My Life as JT LeRoy, the Great Literary Hoaxer

Savannah Knoop and I meet up at a hotel in London – on April Fools' Day, a date so ludicrously apt I can't resist commenting on its suitability. “Oh yeah,” they say, with a slightly strained grin. (Knoop identifies as gender neutral and requests they/them pronouns.) Knoop believes what they did was not so much a prank as a performance: “Although someone recently described it to me as a caper. I liked that,” they say, making the rigid wide grin so familiar from the millions of photos of them, back from when the public knew them not as Knoop, but as the cult author JT LeRoy.

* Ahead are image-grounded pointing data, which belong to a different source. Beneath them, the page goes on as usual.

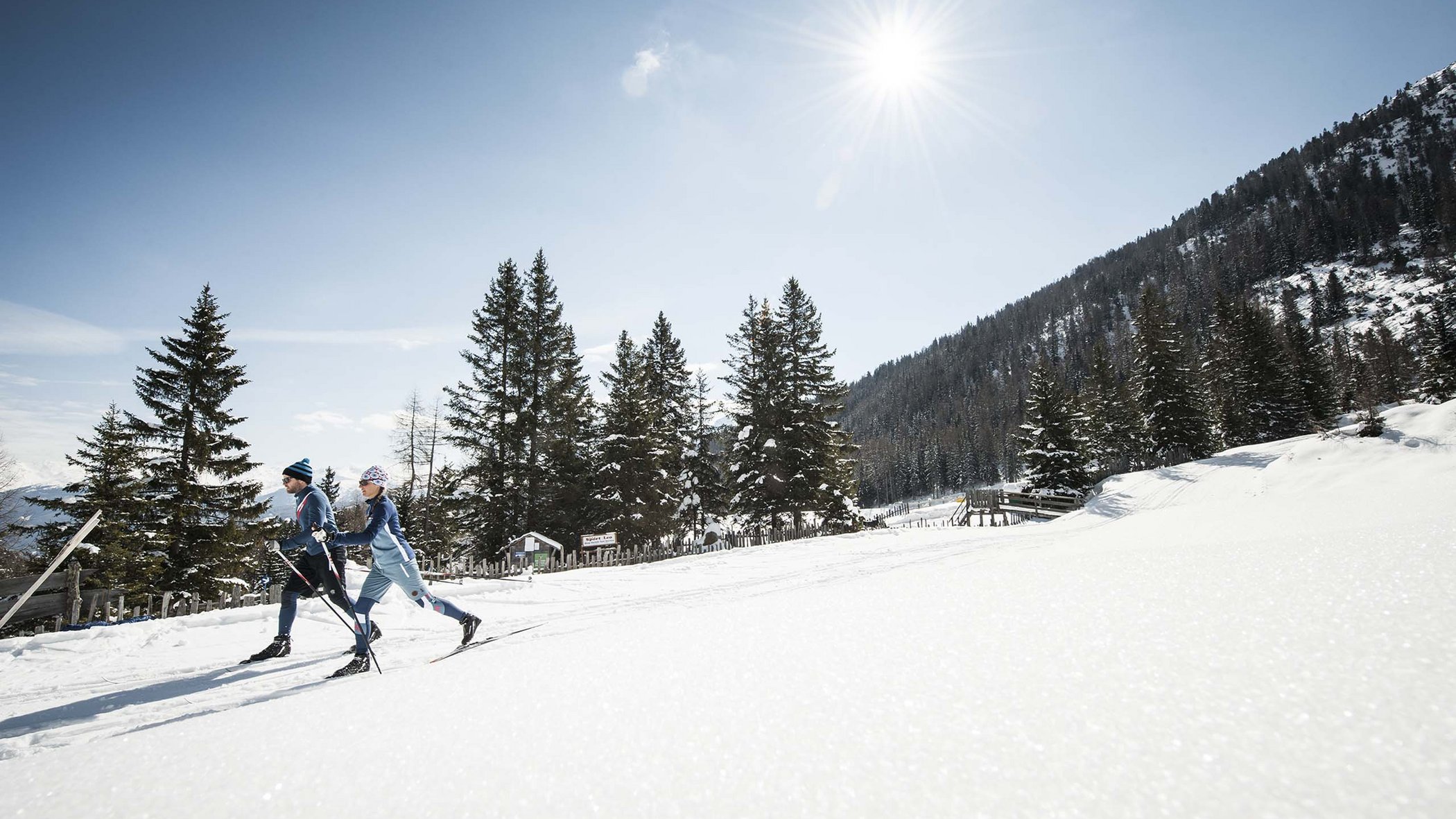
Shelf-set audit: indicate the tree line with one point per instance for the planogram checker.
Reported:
(657, 461)
(1238, 289)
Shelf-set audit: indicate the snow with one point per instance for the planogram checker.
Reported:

What Knoop and their then sister-in-law, Laura Albert, did is most commonly described as a hoax, or more specifically, “the greatest literary hoax of modern times”, to cite one headline. Back in the headily weird days of the late 90s and early 00s, when celebrities from different milieux mixed to such an extent that it was hard to distinguish between hype and hero, there was none as credible as Jeremiah Terminator LeRoy, the son of a truck-stop sex worker, who became an author and object of international fascination. Winona Ryder gushed about their friendship, Bono mentored him and Gus Van Sant wanted to work with him. Madonna wanted to convert him to Kabbalah and Garbage wrote a hit song about him. He was on the cover of Vanity Fair and every zeitgeisty figure of that era, from Liv Tyler to Courtney Love, spent hours talking on the phone to him, enthralled by his tales of sexual abuse. Asia Argento had an affair with him. Everyone wanted proximity to LeRoy's edgy realness.

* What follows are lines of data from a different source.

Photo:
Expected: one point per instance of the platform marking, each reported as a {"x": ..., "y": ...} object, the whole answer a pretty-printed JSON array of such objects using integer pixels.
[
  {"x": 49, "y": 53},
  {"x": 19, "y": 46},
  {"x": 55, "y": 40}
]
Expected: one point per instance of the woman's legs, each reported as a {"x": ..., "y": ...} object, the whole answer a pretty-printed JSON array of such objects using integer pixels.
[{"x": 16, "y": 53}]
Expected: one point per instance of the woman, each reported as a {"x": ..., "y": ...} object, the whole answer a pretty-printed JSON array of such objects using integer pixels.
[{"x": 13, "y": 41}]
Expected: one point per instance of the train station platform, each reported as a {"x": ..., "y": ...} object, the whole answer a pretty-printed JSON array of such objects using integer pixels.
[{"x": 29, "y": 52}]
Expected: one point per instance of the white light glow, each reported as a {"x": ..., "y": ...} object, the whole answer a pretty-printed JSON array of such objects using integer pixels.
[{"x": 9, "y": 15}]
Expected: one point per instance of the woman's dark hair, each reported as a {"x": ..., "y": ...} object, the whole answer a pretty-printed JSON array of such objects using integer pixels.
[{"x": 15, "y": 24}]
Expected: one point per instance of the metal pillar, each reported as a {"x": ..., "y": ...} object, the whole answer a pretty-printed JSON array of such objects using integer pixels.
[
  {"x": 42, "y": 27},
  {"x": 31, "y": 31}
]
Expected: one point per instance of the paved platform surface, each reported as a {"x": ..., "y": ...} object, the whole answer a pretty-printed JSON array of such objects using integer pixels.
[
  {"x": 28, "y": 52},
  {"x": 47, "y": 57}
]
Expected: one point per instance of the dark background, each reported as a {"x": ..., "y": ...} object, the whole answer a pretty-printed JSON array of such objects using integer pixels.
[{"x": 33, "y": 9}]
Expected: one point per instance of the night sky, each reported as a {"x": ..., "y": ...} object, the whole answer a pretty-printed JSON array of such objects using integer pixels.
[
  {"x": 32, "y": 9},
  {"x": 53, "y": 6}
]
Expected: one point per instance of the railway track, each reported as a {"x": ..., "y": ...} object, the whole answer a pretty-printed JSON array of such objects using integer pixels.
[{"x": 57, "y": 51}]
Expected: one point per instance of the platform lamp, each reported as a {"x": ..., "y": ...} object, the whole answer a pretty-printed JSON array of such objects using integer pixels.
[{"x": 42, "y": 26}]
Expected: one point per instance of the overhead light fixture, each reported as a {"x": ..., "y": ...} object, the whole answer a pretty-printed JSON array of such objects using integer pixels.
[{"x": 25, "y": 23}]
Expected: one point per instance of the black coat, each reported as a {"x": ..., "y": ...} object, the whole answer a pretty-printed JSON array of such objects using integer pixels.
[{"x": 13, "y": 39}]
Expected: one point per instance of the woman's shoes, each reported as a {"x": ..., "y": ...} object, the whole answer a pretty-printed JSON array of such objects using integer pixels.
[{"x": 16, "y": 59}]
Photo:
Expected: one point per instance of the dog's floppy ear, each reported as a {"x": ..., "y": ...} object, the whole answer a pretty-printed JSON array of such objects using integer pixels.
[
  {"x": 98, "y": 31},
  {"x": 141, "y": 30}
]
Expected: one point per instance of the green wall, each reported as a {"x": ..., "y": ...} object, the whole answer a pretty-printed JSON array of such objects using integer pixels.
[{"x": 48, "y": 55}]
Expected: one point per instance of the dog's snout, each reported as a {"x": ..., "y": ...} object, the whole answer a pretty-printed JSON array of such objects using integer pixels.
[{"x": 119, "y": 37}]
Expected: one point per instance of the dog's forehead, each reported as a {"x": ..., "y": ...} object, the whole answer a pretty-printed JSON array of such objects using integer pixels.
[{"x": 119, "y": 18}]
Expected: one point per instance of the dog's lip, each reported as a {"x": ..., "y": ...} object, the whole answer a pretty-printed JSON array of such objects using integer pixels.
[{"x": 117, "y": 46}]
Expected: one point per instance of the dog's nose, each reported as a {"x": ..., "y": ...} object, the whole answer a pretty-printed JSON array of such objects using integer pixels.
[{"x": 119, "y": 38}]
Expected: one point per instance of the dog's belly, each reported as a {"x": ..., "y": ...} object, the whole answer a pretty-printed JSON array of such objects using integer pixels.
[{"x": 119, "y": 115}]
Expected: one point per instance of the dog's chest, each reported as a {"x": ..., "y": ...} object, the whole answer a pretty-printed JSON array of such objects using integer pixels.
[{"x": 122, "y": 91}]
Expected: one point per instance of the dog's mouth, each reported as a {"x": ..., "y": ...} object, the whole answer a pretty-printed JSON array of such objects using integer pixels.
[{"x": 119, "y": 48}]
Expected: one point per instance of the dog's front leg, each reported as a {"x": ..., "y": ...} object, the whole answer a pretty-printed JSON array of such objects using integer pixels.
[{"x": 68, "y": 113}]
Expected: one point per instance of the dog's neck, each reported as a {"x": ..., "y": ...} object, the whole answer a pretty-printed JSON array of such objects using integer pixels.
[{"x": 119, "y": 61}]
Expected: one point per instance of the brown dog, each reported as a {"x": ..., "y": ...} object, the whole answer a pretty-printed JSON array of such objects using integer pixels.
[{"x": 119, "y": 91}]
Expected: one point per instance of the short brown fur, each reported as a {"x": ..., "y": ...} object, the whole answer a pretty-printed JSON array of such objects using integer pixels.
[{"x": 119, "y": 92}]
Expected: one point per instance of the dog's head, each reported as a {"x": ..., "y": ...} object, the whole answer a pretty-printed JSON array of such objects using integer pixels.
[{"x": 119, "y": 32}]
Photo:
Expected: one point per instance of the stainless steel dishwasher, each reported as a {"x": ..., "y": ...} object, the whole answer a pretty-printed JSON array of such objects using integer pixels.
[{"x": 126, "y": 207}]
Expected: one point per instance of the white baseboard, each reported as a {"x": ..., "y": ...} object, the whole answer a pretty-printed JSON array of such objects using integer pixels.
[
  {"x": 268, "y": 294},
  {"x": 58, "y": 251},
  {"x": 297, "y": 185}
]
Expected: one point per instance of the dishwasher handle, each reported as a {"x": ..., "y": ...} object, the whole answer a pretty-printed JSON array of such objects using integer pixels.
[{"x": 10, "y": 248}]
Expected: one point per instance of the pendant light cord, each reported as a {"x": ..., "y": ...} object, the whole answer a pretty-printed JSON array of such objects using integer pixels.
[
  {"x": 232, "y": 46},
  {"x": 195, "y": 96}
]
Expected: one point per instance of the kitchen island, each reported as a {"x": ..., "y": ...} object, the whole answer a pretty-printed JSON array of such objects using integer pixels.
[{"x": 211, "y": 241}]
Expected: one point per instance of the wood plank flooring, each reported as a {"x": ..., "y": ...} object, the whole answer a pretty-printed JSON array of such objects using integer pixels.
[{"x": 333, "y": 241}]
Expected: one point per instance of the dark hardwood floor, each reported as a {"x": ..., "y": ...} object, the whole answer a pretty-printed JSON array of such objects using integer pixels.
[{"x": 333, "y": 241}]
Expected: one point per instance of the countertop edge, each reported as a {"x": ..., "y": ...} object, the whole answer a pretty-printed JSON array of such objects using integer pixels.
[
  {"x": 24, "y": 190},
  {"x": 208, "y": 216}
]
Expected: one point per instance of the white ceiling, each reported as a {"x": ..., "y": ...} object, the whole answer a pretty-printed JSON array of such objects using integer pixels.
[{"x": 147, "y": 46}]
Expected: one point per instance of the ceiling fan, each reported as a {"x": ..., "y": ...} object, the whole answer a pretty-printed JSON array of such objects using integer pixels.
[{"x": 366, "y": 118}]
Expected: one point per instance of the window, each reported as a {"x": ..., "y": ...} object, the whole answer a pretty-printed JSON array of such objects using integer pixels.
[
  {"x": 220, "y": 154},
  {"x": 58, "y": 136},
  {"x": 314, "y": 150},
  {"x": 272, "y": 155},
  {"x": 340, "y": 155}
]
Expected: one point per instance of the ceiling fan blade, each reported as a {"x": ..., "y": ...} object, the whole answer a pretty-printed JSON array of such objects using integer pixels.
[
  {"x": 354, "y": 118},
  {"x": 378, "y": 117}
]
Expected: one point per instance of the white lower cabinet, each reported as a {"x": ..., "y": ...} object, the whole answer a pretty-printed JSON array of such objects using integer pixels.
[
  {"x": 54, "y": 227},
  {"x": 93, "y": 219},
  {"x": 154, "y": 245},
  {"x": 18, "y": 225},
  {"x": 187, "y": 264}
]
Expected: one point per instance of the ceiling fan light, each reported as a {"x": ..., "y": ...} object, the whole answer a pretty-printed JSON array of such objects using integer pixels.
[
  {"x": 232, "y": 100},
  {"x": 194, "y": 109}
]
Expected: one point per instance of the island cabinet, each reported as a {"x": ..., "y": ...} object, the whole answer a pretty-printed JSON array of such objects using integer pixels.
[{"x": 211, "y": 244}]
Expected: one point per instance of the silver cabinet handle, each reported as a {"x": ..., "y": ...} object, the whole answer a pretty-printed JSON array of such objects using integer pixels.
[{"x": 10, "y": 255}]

Alas, LeRoy did not exist. The books were written by Albert and Knoop was the public face, donning a ridiculous blond wig and large black sunglasses for appearances as LeRoy. Of the many writing hoaxes of that era, from James Frey's drug addict “memoir” A Million Little Pieces to journalist frauds Jayson Blair and Stephen Glass, none was as bold or bizarre as LeRoy, and Albert and Knoop kept up the pretence for six years. During that time, LeRoy published a collection of short stories, The Heart Is Deceitful Above All Things, and bridged pop culture worlds from literary to fashion, from queer counterculture to mainstream acceptance. Albert and Knoop were finally exposed in 2006, and duly vilified. But in retrospect it was the celebrity acolytes and publishing insiders who were really made to look foolish. They prioritised a voyeuristic personal backstory over literary talent, valorising the work of two interesting but obviously vulnerable women only to drop it when they turned out to be less sexy than a former male prostitute.